Reporters Without Borders today condemned a shooting attack on an independent radio station in the Haitian capital on 28 October and the threats that forced a provincial radio station off the air the day before, and the organisation called on the government to protect journalists and carry out investigations to establish who was responsible for the violence.
"Once again we ask the Haitian authorities to put an end to the impunity enjoyed by those who attack the news media," Reporters Without Borders secretary-general Robert Ménard said. "It is especially worrying that this latest violence follows verbal attacks on the press by government officials and supporters," he said.
In the attack on privately-owned Radio Caraïbes in Port-au-Prince on 28 October, gunmen used automatic weapons to fire on the outside of the building, causing considerable damage to its facade and to the car of the station’s sports reporter, Harold Domond. No one was hurt, however.
Witnesses said the gunmen came in a car with official plates. News editor Jean-Elie Moléus told AFP yesterday that Radio Caraïbes often received threats. The station suspended its broadcast briefly after the attack.
Radio Maxima, a privately-owned station in the northern city of Cap-Haitien, suspended its news programming on 27 October after receiving threats from government supporters, its management said. The station’s director, Jean Robert Lalanne, is a local leader of the opposition, which has been calling for President Aristide’s departure for the past year.

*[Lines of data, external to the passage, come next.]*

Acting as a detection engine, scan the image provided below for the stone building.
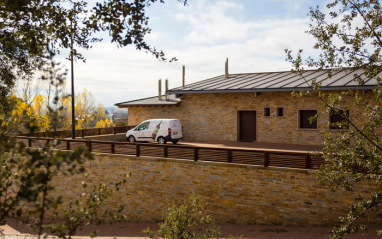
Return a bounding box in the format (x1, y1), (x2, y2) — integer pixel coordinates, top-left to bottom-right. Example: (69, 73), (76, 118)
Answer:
(116, 69), (382, 145)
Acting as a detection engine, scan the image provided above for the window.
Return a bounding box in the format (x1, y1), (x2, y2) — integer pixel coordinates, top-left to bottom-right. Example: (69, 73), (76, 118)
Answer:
(329, 110), (349, 129)
(277, 108), (284, 116)
(299, 110), (317, 129)
(264, 108), (271, 116)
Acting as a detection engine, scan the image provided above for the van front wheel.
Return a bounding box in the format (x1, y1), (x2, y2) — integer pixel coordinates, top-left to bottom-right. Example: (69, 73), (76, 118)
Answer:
(158, 137), (167, 144)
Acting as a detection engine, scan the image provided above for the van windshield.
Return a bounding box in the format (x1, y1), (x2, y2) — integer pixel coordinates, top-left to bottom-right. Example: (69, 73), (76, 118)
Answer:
(136, 122), (150, 130)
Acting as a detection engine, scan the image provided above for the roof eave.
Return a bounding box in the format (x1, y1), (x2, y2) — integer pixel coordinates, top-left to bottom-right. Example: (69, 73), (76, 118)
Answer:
(114, 102), (180, 108)
(166, 85), (377, 94)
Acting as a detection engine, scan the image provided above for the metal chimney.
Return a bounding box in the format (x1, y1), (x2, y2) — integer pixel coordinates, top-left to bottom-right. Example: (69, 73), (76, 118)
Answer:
(165, 79), (168, 100)
(158, 79), (162, 100)
(225, 57), (229, 78)
(182, 65), (186, 88)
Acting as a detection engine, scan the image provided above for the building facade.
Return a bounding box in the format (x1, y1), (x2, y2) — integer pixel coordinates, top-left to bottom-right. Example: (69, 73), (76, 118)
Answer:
(116, 68), (375, 145)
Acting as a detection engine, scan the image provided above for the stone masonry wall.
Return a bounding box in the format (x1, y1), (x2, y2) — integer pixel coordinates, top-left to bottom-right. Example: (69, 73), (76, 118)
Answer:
(128, 92), (371, 145)
(50, 154), (382, 226)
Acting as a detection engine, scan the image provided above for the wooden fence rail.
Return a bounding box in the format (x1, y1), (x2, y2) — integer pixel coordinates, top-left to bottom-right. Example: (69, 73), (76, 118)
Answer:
(17, 136), (325, 169)
(18, 126), (135, 138)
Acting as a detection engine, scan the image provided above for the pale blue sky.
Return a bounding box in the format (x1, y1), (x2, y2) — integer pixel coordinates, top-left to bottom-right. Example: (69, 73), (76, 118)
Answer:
(58, 0), (325, 106)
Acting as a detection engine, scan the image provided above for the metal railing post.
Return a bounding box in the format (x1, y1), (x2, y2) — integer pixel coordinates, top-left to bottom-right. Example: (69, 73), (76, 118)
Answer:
(111, 143), (115, 154)
(87, 140), (92, 152)
(194, 147), (199, 161)
(227, 149), (232, 162)
(135, 144), (141, 157)
(264, 151), (269, 167)
(163, 145), (168, 158)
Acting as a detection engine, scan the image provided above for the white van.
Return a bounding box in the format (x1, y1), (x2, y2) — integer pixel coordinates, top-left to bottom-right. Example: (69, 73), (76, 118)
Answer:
(126, 119), (183, 144)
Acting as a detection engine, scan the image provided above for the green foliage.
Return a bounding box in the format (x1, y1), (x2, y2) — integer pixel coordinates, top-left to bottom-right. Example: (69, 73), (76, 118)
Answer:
(285, 0), (382, 238)
(45, 174), (126, 239)
(143, 194), (221, 239)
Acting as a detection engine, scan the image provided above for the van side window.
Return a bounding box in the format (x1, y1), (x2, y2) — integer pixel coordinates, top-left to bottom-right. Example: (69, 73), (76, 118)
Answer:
(137, 122), (150, 130)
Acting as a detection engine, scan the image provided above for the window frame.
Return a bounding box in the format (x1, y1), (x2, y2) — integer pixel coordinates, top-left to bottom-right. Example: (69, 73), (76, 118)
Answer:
(276, 107), (284, 117)
(329, 110), (350, 130)
(298, 110), (318, 130)
(264, 107), (271, 117)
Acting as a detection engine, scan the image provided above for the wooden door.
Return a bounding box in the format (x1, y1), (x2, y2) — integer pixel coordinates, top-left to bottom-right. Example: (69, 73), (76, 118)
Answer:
(238, 111), (256, 141)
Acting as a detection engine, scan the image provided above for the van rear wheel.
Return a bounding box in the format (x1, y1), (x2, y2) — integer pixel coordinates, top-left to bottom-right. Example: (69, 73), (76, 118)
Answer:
(158, 137), (167, 144)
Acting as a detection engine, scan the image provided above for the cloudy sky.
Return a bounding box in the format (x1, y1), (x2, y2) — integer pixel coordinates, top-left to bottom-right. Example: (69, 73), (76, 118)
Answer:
(58, 0), (325, 106)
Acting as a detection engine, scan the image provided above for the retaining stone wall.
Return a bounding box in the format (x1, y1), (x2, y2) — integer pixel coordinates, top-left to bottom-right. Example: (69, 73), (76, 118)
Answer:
(54, 154), (382, 226)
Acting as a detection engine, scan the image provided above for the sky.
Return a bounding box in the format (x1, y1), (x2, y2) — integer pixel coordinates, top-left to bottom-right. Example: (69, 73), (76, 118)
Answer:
(56, 0), (325, 107)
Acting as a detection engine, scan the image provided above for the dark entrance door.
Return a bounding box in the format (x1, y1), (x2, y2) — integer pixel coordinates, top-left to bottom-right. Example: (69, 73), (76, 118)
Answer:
(239, 111), (256, 141)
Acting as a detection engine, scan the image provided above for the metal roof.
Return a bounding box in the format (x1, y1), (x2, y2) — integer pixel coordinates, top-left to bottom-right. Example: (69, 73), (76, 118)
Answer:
(115, 95), (181, 108)
(166, 68), (382, 94)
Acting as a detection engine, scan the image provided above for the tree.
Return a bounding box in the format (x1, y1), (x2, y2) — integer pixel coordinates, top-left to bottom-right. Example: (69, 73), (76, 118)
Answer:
(143, 194), (221, 239)
(0, 0), (187, 238)
(286, 0), (382, 238)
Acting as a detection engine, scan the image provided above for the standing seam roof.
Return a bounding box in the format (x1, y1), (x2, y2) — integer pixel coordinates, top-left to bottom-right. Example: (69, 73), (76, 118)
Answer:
(167, 68), (382, 94)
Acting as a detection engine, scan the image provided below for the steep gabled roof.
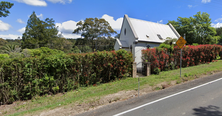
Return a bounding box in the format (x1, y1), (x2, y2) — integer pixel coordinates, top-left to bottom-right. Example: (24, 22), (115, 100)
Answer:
(125, 15), (180, 43)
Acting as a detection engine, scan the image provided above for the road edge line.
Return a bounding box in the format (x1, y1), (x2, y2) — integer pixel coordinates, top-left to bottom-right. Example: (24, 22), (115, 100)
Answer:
(113, 78), (222, 116)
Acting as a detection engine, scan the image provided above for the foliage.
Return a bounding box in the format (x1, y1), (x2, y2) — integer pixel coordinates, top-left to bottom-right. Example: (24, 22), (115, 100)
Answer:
(0, 54), (9, 60)
(0, 48), (133, 104)
(70, 46), (80, 53)
(49, 38), (73, 52)
(168, 12), (218, 44)
(0, 38), (8, 46)
(0, 1), (14, 17)
(22, 12), (58, 49)
(142, 45), (222, 73)
(1, 44), (21, 54)
(73, 18), (116, 50)
(192, 43), (199, 46)
(30, 47), (64, 57)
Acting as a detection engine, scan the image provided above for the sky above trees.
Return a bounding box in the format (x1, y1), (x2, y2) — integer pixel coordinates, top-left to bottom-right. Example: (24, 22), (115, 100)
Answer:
(0, 0), (222, 39)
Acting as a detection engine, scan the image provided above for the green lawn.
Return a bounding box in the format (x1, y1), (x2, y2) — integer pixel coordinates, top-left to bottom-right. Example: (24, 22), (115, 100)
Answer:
(0, 60), (222, 116)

A report posted on the website of the independent Radio Métropole on 22 October said government criticism of the press has been mounting in the past few weeks. The report quoted remarks made the previous day by Prime Minister Yvon Neptune implying that the press did not report the news accurately.
In a ranking of 166 countries worldwide according to respect for press freedom, published by Reporters Without Borders on 20 October, Haiti was placed in 100th position, among the lowest in the western hemisphere. Journalists working for independent news media are often threatened or physically attacked.
Since 2000, some 30 journalists have gone into exile and two have been killed: Jean Dominique, the director of Radio Haïti Inter (on 3 April 2000) and Brignol Lindor of Radio Echo 2000 (on 3 December 2001).